10年モノFZをいじめる人たち 危なかったこと Index of Monologue HOME
日々是好戦
 XJR
 中原から勘7外回りに曲がる。右後方を横目で見てオーバーパスからの本線へ下から合流する。視界のすみにいたバイクがついてくる。すぐに左コーナーに入る。
 いつもと違ってコーナーを抜けても音が遠ざからない。おや?
 コーナー出口の信号で並んできたのは黒のXJR。1200か。
 XJRはいいバイクである。試乗させてもらって、乗りやすいこととパワーのあることに感動した。これに乗ったら都内で絶対誰にも負けないと思った。しかし、このバイクに乗り換えてパワーを使いきる乗り方を覚えるのに半年とかからないだろう。半年後の自分というのが生きてるかどうかわからない、という妙な理由で買う気にならなかった。
 そのXJRが今、他の乗り手を得て、目の前にいる。いや、横か。
 信号から渋滞に捕まるまでのオープンスペースでXJRの先行を許した。
 車の間ではこちらが押し気味になる。
 何度か前に出るが、前が開けると逆転される。
 前に出られないのが歯がゆい。
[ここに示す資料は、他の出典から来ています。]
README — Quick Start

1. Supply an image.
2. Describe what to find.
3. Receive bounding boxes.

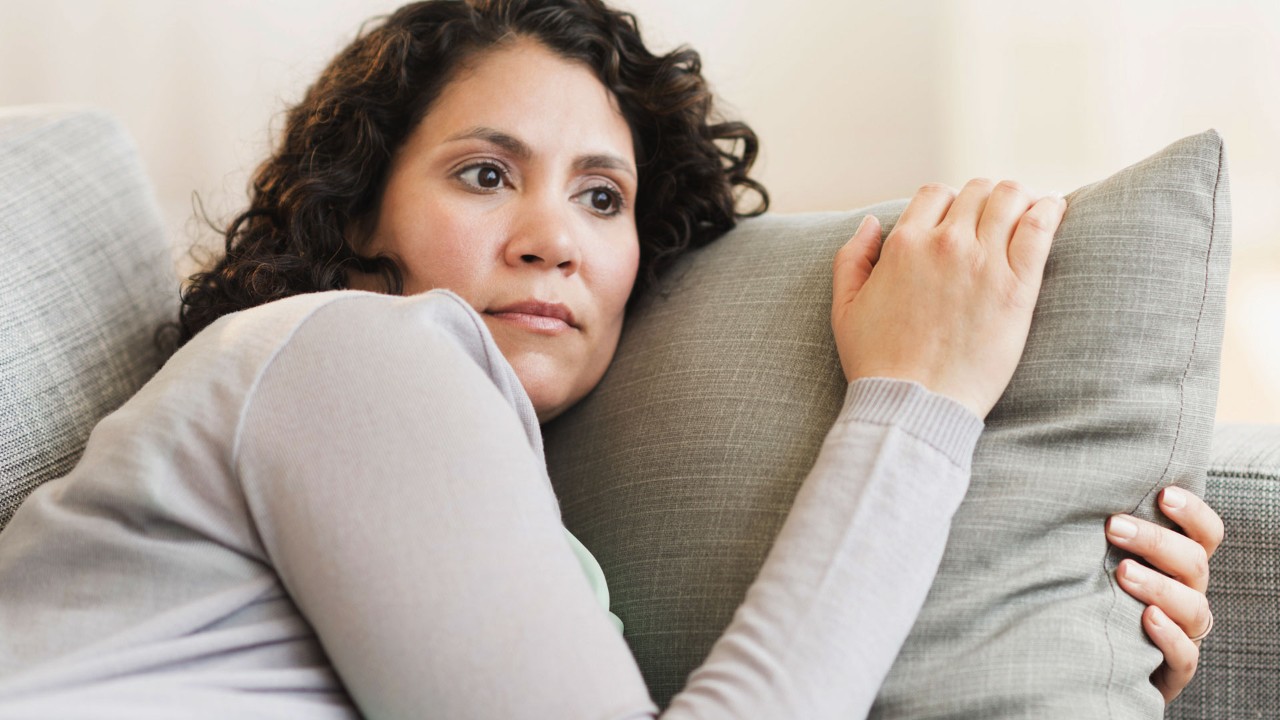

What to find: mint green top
[564,528,622,633]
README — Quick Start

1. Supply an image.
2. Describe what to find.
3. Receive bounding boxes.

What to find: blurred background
[0,0,1280,423]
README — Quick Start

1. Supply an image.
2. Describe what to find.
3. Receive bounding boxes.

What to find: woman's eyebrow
[573,155,636,178]
[444,126,636,178]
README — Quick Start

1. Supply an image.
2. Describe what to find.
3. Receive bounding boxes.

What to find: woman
[0,0,1217,717]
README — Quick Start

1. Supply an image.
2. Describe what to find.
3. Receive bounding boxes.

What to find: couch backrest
[0,106,178,529]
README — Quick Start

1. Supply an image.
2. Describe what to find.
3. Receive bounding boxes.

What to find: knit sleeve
[234,288,982,720]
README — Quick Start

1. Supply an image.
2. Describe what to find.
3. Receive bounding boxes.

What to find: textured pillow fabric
[545,132,1230,720]
[0,108,178,528]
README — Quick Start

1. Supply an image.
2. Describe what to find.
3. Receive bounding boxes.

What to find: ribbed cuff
[840,378,986,470]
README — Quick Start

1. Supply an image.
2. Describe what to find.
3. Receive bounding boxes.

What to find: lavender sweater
[0,291,982,720]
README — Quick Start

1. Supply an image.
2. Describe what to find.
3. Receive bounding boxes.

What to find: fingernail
[1107,515,1138,539]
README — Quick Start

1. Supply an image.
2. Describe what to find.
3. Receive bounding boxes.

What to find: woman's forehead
[416,40,635,168]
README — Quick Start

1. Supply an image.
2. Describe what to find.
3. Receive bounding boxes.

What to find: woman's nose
[504,193,580,275]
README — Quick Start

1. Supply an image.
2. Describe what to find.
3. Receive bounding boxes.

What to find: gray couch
[0,108,1280,719]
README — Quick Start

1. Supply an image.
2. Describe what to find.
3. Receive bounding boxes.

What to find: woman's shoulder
[185,290,497,365]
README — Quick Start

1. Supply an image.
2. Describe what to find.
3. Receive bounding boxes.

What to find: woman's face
[352,38,640,421]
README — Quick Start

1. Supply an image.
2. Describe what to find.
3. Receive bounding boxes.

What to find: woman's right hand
[831,179,1066,418]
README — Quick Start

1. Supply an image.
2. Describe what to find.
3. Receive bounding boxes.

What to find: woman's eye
[458,165,502,190]
[577,187,622,215]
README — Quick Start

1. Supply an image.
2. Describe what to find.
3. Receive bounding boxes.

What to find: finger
[893,183,956,237]
[1160,487,1226,557]
[1142,606,1199,705]
[831,215,881,313]
[1116,560,1210,637]
[1009,195,1066,292]
[1106,515,1208,592]
[942,178,1012,237]
[978,181,1036,258]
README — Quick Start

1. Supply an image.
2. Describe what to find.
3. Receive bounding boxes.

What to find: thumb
[831,215,881,309]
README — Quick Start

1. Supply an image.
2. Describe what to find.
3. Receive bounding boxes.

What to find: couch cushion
[545,132,1230,720]
[0,108,178,528]
[1165,425,1280,720]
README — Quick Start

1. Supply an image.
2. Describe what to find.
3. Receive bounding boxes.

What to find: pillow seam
[1103,137,1224,720]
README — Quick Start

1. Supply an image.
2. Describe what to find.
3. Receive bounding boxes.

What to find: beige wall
[0,0,1280,423]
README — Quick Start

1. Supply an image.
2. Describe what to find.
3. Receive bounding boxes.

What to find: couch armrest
[1166,425,1280,720]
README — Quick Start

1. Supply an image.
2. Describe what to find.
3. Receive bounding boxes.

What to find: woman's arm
[237,288,982,720]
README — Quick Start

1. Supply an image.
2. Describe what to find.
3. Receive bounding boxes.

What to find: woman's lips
[489,313,573,334]
[485,299,577,334]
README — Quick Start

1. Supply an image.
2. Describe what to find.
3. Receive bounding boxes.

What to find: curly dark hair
[178,0,768,345]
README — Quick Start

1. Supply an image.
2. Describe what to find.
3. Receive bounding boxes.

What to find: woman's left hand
[1107,487,1224,705]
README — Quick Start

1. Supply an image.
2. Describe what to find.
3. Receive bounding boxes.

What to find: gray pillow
[545,131,1230,720]
[0,106,178,529]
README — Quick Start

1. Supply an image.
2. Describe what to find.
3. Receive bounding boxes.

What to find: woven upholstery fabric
[1165,425,1280,720]
[545,132,1230,720]
[0,108,178,528]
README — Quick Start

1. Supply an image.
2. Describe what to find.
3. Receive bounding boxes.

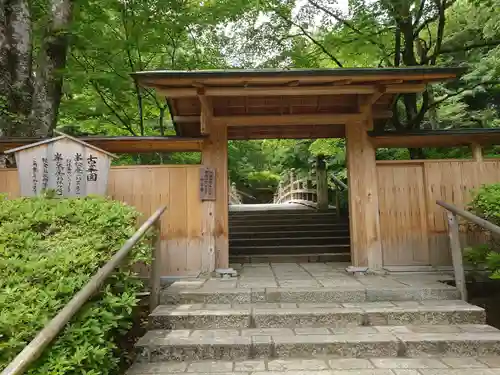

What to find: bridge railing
[273,170,318,207]
[228,182,243,204]
[273,164,348,216]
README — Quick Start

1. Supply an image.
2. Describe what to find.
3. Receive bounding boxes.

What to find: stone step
[229,221,349,233]
[229,215,348,225]
[136,324,500,362]
[160,284,460,304]
[150,300,486,329]
[229,241,350,255]
[229,253,351,263]
[229,233,349,248]
[127,356,500,375]
[229,209,337,219]
[229,228,349,240]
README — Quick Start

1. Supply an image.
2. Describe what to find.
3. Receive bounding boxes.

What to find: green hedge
[465,184,500,279]
[0,197,151,375]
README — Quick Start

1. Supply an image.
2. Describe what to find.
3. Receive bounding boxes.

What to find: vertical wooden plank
[346,112,382,269]
[167,168,187,275]
[446,211,467,301]
[186,168,203,272]
[202,123,229,268]
[316,156,328,211]
[377,163,429,266]
[471,143,483,162]
[149,217,162,312]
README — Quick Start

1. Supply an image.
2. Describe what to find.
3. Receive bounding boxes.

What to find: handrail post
[149,218,162,312]
[334,191,341,218]
[316,155,328,210]
[446,211,467,301]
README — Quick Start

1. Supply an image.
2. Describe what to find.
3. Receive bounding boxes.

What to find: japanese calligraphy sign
[200,167,215,201]
[7,135,114,197]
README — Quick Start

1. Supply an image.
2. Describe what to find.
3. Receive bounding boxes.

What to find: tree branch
[71,53,137,136]
[413,0,426,27]
[438,40,500,55]
[308,0,388,59]
[429,81,500,108]
[429,0,446,65]
[274,10,343,68]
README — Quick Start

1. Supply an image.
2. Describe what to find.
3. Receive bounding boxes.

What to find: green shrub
[464,184,500,279]
[0,197,151,375]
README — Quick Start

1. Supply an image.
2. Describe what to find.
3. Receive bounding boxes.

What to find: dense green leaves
[0,197,151,375]
[465,184,500,279]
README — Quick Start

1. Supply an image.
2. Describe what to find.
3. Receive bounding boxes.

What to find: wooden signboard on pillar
[200,167,215,201]
[5,134,115,198]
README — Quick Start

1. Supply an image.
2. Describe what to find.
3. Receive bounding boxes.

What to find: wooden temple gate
[4,68,500,275]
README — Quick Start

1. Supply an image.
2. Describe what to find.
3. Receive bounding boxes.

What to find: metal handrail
[436,200,500,300]
[1,206,167,375]
[436,200,500,236]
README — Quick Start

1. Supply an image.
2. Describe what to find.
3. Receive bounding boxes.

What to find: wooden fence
[0,165,208,276]
[377,159,500,266]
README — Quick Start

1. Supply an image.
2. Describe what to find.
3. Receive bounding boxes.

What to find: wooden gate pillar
[346,102,383,270]
[202,116,229,271]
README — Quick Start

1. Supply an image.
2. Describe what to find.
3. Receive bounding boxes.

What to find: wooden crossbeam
[173,110,392,124]
[157,85,377,98]
[212,113,363,126]
[155,83,425,98]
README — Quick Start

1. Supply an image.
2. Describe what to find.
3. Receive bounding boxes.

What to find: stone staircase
[229,207,351,263]
[128,263,500,375]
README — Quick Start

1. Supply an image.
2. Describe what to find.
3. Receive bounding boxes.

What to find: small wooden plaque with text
[200,167,215,201]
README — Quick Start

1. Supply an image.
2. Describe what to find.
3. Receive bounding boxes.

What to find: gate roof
[133,67,463,139]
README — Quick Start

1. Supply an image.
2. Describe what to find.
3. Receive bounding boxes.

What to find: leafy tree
[0,0,73,136]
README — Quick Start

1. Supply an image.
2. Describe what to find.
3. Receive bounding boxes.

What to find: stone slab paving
[127,356,500,375]
[137,324,500,362]
[150,300,486,329]
[161,263,460,304]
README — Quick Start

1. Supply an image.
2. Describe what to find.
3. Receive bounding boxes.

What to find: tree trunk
[4,0,33,136]
[31,0,72,136]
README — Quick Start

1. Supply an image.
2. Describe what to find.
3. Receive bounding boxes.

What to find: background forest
[0,0,500,197]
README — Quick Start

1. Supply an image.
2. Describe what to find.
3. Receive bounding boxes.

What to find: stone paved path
[131,356,500,375]
[128,263,500,375]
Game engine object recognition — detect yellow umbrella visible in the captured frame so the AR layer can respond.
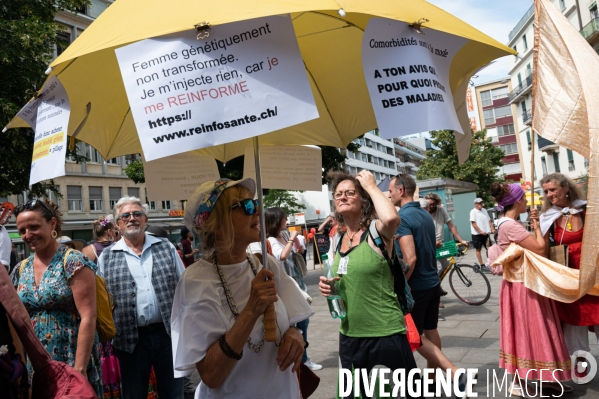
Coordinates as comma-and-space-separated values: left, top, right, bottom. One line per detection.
8, 0, 514, 162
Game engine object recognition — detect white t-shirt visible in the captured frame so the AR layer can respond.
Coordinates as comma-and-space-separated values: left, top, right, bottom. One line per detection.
470, 208, 491, 235
0, 226, 12, 270
171, 256, 314, 399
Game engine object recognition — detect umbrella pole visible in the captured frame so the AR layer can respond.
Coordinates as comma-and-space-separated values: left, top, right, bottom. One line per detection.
254, 137, 278, 342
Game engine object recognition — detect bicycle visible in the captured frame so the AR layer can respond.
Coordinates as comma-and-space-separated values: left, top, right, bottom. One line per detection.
436, 241, 491, 306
最高速が0.6Yだから、それを超えられるとおいていかれる。
 結局、目白通りをXJRが左折して行くまで抜ききれなかった。
 「ケッ。KDXをブッちぎれないようで勝ったと思うなよ。」


 CBR900RR
 甲州街道から環8へ曲がった。5時に電話しないと行けない。右折待ちの間に時間を確認する。4:25PM。30分後には都立大あたりについているかな。都立大あたりで電話すればちょうどくらいだろう。
 右折してすぐの信号で後ろにGSXRがつく。
 ちょっと様子を見ながら発進する。遅くはない。が、しかけてくるような気配はない。
 まいっか。おいてっちゃお。
 渋滞の間をぬってペースを上げる。
 左ミラーにGSXRが来ないことを確認して、右ミラーにプレッシャーを感じた。
 GSXR? 違う。 あ その後ろにいた奴。
 次の信号で捕まり、相手がCBRだとわかる。
 スタート。あ、こっちは元気がいい。ちゃんとついてくる。抜きにくる気配を見せる。
 ちら、と相手の顔を見てから車の間に突っ込む。このスピードでおしくらまんじゅうはしたくない。
 相手もこちらのタイミングを読んでから動いている。闇雲に命を賭けてこない。
 あ、これはいけるかも。ペースが上がる。
 車をかわし、ラインを変える。ミラーから相手が消える。ここに来るはず。読んだところに彼は現れる。相手の動きが信頼できればセーフティマージンを落とせる。
 きゃははは。
 いつも以上のペースに、普段引っかかる東名入り口、246と信号が青のままパスする。青信号といっても他の車の動きに対応できるスピードまで落とすが、相手もそこで仕掛けるようなまねはしない。
 頭をとったまま、三京入り口のカーブをクリアする頃、相手がパッシングした気がした。CBRは三京に曲がったようだ。あれがパッシングなら、CBRも楽しんでくれたということなのだろう。
 久々に、また一緒に走りたいと思わせる人だった。
 目黒通りに左折して時計を見た。4:30PM。
 一期一会である。


 番外編
 会社帰り。DTで負けなかった頃。後ろからバイクが迫ってくる。めずらしいじゃん。PRESS?20年まえのPRESSは本当に速かった。こっちが未熟だったせいもあるが、今のPRESSは無事故第一で、ピザ屋のほうが手ごわいくらいだ。FT400。ハンドルが切り詰めてある。ドン。オフ車本来のハンドル幅のDT125では入れないところを減速せずに突っ込む。しばらく、ついて行ったが、マケ。あれにはついてけませんでした。